Tuesday, July 25, 2017

Narrowing the Skills Gap For American Businesses

American jobs are partially filled by domestic hands as employers increasingly rely on immigrant labor and foreign operations to patch shortfalls and maintain  profit margins. The skills gap at U.S. businesses may become a hefty problem if not tackled prudently. Experts predict that by 2018 there will be an expected 46.8 million open jobs with 30 million of these jobs requiring post secondary education. The problem has become so pervasive there is a projected 3 million person deficit whereby 60% of employees won't have the necessary skills to function fully in those positions (Achieve, 2012).

Not having the proper skills limits the capacity of U.S. businesses to keep up with production and technological advancement. Markets that have excess capital of labor are more appealing for investment and growth. Importing these skills can help fill this gap but doesn't solve the problem developing homegrown skills through more robust higher education and training programs.

A study of available literature argues that three things must happen to improve the skills issue  (Elkins, Bell & Hartgrove, 2016):

-Easy access to education and training.

-Investments in science and technology.

-Spur investments in American industries.

A larger group of students must reach into the halls of higher education and this will be difficult under our current system. Online education and certificates will help keep working professionals in the labor market as new skills are developed. Students without the capital to stay in dorms or enter elitist schools can find affordable education opportunities that make a dent in this gap.

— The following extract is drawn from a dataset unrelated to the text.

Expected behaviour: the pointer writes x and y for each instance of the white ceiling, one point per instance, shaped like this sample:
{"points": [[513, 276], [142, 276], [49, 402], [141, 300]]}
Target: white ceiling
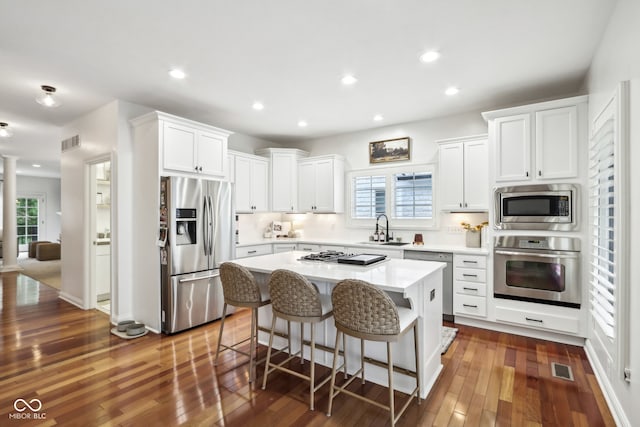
{"points": [[288, 54]]}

Further investments in science and technology requires a solid commitment to creating a business environment through thoughtful legislation and tax reform as well as better partnerships between universities and industry. As intellectual capital grows the opportunities for new start-ups and industry cluster development also rises.

Broad investments into national growth are based on the international competitiveness of our cities and hubs.  Large fund money comes through long-term stability of the market and the projected value of companies within a larger network of competitive companies that indicate the market will need those products and services in the future. Macro-economic solutions to cluster functioning encourages attraction of profit seeking ventures.

The development of the labor force relies heavily on national policies. Industry and labor grow together and separating them is acceptance of a limited perspective. Workforce development is only possible when jobs are available and jobs are only available when companies invest in markets with educated employees willing to meet the challenges of modern society. They must rise together in a way that leap frog over each other. Filling serious educational gaps moves beyond political arguments and into the actual activities that raise brighter minds for better tomorrows.

Achieve, Inc. (2012, September). The future of the U.S. workforce: Middle skills jobs and the growing impor- tance of postsecondary education, 1(28). Retrieved from: http://www.achieve.org/files/MiddleSkillsJobs.pdf \

Elkins, S. et. al. (2016). Industry cluster pathways: a focused approach to regional workforce development. SAM Advanced Management Journal, 81 (1).